04 Nov Code for Sports Governance is Opportunity for Sports
Sport England and UK Sport has this week launched a new Code for Sports Governance that sets out the levels of transparency, accountability and financial integrity that will be required for Government and National Lottery funding from April 2017.
The business of sport has become evermore complex to navigate, putting increased pressure on teams and those entrusted to manage them. In explaining the reasoning behind the code, Sport England highlights the challenge of increasing diversity in sport boardrooms, arguing that the code should be used as a tool to “further nurture the growing culture of good governance we already see on a daily basis.”
The new code, which provides more transparency on how sports organisations can ensure they receive enough funding is very welcome. Some sports teams struggle to secure sponsorship, particularly if they are lesser known, or searching deep into the off-season. Reliable funding is essential to maintaining excellence and performing well on the World and International competition stage.
The code looks set to simplify the process, and will likely decrease rivalries as it will be clearer as to why team x has had more funding than team y. The money that comes from Government and The National Lottery is essential in maintaining training facilities and equipment, paying for expertise, research, travel, as well as helping to develop and discover the next great athletes.

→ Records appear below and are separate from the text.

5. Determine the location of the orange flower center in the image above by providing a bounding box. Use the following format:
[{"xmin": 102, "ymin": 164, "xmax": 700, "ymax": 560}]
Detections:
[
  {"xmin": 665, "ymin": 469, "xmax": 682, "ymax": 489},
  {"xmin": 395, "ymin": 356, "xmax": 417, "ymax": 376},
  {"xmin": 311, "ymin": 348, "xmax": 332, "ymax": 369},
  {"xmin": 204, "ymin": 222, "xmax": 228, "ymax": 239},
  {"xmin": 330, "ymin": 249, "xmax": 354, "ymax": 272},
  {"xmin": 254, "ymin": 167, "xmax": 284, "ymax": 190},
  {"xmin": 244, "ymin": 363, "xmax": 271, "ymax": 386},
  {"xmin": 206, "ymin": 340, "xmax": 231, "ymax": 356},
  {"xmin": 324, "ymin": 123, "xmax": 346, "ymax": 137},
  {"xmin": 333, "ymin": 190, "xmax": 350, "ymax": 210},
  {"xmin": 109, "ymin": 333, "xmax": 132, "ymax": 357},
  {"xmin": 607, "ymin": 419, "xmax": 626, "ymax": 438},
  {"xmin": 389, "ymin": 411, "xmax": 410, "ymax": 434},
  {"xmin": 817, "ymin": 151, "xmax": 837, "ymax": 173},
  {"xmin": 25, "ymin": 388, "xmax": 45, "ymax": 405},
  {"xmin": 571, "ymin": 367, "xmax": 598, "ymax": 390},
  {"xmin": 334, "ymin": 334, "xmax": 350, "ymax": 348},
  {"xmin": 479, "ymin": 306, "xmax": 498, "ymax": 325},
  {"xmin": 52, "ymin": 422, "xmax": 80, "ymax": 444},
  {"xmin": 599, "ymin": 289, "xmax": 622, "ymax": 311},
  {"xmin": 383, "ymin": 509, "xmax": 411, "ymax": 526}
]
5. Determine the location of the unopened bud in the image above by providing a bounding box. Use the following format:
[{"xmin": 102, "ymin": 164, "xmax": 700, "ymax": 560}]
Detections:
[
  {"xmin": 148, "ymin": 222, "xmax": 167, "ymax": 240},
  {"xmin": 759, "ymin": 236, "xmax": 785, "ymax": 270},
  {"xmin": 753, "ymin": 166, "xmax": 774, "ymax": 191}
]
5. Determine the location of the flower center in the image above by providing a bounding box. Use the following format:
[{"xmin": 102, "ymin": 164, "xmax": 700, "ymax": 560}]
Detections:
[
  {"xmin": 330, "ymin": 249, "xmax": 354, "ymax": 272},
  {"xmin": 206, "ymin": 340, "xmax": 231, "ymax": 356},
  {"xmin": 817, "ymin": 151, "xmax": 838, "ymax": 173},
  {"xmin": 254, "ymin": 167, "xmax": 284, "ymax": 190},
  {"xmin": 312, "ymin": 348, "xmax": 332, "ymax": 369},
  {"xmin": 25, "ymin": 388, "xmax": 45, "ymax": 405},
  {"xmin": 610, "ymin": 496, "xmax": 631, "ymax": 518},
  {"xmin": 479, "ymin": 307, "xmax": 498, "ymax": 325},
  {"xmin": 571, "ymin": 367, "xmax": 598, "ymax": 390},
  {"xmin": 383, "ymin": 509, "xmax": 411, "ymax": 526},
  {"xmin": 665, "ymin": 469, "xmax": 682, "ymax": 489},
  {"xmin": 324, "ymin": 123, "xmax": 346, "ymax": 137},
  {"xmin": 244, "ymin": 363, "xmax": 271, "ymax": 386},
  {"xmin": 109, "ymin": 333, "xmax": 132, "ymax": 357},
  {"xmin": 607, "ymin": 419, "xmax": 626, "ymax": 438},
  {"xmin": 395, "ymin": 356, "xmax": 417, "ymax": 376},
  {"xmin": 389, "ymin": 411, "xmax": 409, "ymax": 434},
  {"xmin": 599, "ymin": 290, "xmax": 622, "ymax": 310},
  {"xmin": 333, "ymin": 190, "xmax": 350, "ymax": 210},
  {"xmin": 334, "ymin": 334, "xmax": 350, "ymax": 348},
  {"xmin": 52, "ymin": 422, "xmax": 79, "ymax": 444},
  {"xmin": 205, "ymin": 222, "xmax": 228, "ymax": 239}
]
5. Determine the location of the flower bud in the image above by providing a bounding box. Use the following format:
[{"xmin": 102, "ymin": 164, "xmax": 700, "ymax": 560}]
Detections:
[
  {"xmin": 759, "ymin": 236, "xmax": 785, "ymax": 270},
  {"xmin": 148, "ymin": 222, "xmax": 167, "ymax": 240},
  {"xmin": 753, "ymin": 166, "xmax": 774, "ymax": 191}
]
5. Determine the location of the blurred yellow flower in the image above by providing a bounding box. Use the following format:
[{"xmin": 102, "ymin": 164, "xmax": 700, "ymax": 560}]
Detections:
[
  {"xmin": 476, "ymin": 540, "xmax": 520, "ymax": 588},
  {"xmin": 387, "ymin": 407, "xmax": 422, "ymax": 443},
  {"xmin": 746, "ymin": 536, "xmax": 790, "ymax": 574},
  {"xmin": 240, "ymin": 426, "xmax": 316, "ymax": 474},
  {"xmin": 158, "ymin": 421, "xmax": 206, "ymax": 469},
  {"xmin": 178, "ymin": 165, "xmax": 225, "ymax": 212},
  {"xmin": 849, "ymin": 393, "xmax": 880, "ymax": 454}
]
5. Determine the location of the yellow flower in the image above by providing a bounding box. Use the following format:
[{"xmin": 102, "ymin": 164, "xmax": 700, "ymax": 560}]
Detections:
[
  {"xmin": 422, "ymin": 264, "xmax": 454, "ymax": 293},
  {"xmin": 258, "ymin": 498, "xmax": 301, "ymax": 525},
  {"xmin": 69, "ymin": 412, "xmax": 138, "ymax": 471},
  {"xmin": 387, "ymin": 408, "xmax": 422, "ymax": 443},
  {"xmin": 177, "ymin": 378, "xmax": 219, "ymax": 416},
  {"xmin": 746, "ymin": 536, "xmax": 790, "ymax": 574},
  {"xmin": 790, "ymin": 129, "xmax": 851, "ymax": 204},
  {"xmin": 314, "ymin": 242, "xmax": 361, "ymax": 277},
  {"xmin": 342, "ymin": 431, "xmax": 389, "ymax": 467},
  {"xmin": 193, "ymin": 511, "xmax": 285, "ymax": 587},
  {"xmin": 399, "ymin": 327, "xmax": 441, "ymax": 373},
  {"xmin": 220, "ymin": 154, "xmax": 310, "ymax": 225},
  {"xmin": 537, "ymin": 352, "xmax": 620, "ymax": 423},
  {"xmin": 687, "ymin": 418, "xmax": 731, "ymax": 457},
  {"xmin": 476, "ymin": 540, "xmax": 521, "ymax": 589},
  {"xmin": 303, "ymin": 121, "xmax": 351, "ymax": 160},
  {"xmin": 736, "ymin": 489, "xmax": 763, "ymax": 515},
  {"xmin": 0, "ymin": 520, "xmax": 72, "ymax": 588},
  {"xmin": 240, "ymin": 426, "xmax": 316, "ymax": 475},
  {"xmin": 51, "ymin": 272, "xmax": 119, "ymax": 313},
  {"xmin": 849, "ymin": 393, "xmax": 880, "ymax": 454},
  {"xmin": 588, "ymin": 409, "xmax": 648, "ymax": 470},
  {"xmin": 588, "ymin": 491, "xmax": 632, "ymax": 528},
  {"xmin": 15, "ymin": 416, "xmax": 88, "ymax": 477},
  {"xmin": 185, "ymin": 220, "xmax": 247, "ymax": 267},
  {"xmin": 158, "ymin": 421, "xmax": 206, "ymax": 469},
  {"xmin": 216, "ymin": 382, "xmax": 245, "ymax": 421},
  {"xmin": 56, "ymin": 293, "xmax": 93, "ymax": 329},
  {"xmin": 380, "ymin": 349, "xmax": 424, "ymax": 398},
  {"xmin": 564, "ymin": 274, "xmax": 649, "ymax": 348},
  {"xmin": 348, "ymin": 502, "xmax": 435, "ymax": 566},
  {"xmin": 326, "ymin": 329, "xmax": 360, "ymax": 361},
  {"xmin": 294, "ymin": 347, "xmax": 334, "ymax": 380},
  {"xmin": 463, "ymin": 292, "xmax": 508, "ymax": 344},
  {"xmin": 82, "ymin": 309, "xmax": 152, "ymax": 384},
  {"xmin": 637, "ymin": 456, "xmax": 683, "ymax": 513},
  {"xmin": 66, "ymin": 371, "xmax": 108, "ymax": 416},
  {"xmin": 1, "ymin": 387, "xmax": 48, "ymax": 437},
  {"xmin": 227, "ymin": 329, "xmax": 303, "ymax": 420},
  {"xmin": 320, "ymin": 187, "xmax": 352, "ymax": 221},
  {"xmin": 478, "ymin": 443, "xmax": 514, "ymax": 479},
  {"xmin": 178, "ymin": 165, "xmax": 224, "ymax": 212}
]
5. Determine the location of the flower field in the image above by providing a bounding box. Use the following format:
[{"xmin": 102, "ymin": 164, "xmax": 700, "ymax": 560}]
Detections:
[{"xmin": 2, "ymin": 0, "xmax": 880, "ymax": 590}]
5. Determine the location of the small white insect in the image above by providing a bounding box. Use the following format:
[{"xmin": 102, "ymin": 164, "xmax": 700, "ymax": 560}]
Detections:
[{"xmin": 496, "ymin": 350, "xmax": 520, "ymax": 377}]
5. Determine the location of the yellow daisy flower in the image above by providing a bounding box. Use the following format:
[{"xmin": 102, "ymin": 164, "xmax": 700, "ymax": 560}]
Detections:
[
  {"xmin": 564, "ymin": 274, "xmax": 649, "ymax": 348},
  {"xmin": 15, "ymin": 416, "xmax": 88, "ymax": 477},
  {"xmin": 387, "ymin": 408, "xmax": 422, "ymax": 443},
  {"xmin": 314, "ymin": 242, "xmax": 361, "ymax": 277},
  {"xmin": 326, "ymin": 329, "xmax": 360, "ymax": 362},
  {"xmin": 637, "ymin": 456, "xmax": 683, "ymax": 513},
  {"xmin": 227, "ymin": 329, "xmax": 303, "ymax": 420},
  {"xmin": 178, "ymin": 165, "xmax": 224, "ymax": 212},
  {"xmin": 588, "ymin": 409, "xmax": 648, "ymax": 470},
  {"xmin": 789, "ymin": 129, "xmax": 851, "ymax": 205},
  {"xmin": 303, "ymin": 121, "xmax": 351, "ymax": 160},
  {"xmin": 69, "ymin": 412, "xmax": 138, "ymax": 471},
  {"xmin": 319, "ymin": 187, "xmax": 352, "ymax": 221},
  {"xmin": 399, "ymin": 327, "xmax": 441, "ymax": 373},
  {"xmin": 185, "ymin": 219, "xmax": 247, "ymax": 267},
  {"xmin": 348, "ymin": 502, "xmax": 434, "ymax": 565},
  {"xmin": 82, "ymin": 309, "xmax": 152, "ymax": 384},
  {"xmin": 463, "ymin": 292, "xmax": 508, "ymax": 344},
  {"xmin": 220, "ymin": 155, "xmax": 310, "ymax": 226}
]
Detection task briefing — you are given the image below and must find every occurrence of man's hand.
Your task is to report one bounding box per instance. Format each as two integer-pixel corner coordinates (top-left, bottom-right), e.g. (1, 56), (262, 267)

The code, described by the authors as ‘the new gold standard of governance’ can only be seen as a positive contribution to the space. By being better organised, sports teams will be able to become more competitive and improve reputations.
As of April 2017, in order to meet the new code, organisations will need to demonstrate good governance through transparency, accountability and financial integrity.
To achieve the gold accreditation, teams need to be able to improve organisational processes and make decision-making intelligent. The code talks about more transparency as part of governance, implying the need for better and more evidenced decision-making processes.
Improved decision-making processes can be achieved by taking a more analytical approach to day to day work. For example when selecting a team for competition, it is just as important for coaches to explain the reasoning behind athletes being selected for a place in the team as it is to the athletes who have been overlooked. It is in more transparent and evidence-based work where sports teams can develop more open and positive development and learning environments.
The code, rather than additional box-ticking, should therefore be seen as an opportunity for the world of high-performance sport to add real value to teams, encouraging an improvement in processes.
At Pace Insights, we’re committed to doing everything we can to support teams in achieving their gold accreditation and taking the chance to improve their decision-making processes, not only to meet UK Sport’s governance standards, but to improve performance also.